I am trying to exploit SDF structure on a “flagged library”. This library is composed of many scaffolds having 2 Iodines “flagging” the exit vector positions.
I have 2 tasks on this library:
1) Get the distance between the 2 Iodine atoms.
2) Get the torsion angle between the 2 exit vectors.
I have managed to extract the coordinates of my 2 Iodines atoms to get the distance with a not very elegant succession of string manipulation nodes. So “1)” is done.

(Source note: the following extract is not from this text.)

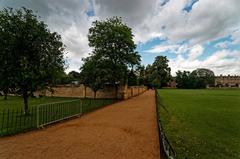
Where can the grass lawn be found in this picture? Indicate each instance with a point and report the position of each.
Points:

Regarding 2), I would really appreciate some help. Each molecule has the following structure: a first block (here in bold) of atomic coordinates and the second block of bond description. The first block has X Y Z coordinates and then the atomic element followed by characterisations of that element that I do not need for that applications (mostly 0s and somes 1s). The second block is composed of 4 digits of which only the first 2 are important. They describe which atoms are linked together by their numbering which is determined by their row number in the first block).
I need to:
=> numbering the row inside that string cell
=> identify the row in which the 2 iodines are located (row 4 and 27 in the example below)
=> go to the bond description block and find, within the first 2 digits of each row, either 4 or 27
=> Extract the other “atom number” of each pair number (here 1 and 22, in bold as well)
=> Use these 2 new numbers to extract the coordinates of the corresponding atoms in the atom block
The output should be essentially 12 new columns, Iodine 1 X, Iodine 1 Y, Iodine 1 Z, Partner 1 X, Partner 1 Y, Partner 1 Z, Iodine 2 X, …, Partner 2 Z.
I would really appreciate any help! Also if someone knows how to match for any letter in the sting manipulation node that would also allow me to finish the project, separating the atom block from the bond block by doing a backward search for the last letter and then getting the “row numbers” with a \n cell splitter.
Hi @avalery can you elaborate more on those lines you wrote?
Also, I have 2 additional queries:
The two blocks; are they inside the same table in KNIME? Or do they belong to different tables? Perhaps you can upload the dataset.
You mentioned ‘numbering the row inside that string cell’. Not sure which cell you’re referring to, which brings me back to my first question about how the dataset is structured in a tabular form.
Sure. Essentially you have 4 atoms involved in the 2 exit vectors. In this example it is one C-I bond and one N-I bond.
This means that you have 4 “lines of interest” in the atom block. Here, the lines that interest us are 1 and 4 as the first pair and 22 and 27 as the second pair.
1&4 -3.2355 0.3926 -0.4140 C 0 0 0 0 0 0 0 0 0 0 0 0 -3.2674 2.2798 0.5824 I 0 0 0 0 0 0 0 0 0 0 0 0
searching for the lines containing “I” (letter i in capital). Here 4 and 27
Figuring out to which atoms they are connected. Here 1 and 22 (these are the 2 “new numbers” I was referring to)
Once you have figured out which atom are connected to Iodine, you need to create the 2 vectors based on the two pairs of atoms.
So, with Partner 1 being on line 1 of the atom block, and Iodine 1 being on line 4 of the atom block and Partner 2 being on line 22 and Iodine 2 being on line 27:
Vector 1 = sqrt((Iodine 1 X - Partner 1 X)^2+(Iodine 1 Y - Partner 1 Y)^2+(Iodine 1 Z - Partner 1 Z)^2)
Vector 2 = sqrt((Iodine 2 X - Partner 2 X)^2+(Iodine 2 Y - Partner 2 Y)^2+(Iodine 2 Z - Partner 2 Z)^2)
Yes, they are even in one single cell, making the “row numbering” part a hassle.
Hi @avalery I’ve tried using an SDF file from one of the workflows in the hub, but it seems like your bond block has a different format. Here’s what I have (after converting it to a workable table):
Because of the different formats, it wouldn’t matter what I do since my workflow won’t be applicable to your dataset.
Unless you upload your dataset (or even better, the workflow itself), I can do nothing further.
My SDF are generated with RDKit, I guess that can explain the different format. I am sorry but I am not allowed to share the workflow. I cannot attach SDF as it is not authorized by the website. I saved it as text if you would like to take a look.
Unfortunately a .txt file will appear differently when being read in KNIME. It’s a totally different thing. I’m afraid this is where we diverge our paths. Wish you all the best & hope you found the solution!
Then working on each molecule individually, I parse the CTAB block to find the atom indices of the iodine atoms and the connected carbon atoms, and convert the atom indices to flow variables:
Thank you so much! I will try to use it and set up anaconda!
Yesterday I managed to get to isolating coordinates for all the involved atoms but I am using so many Nodes … This solution seems so much more elegant!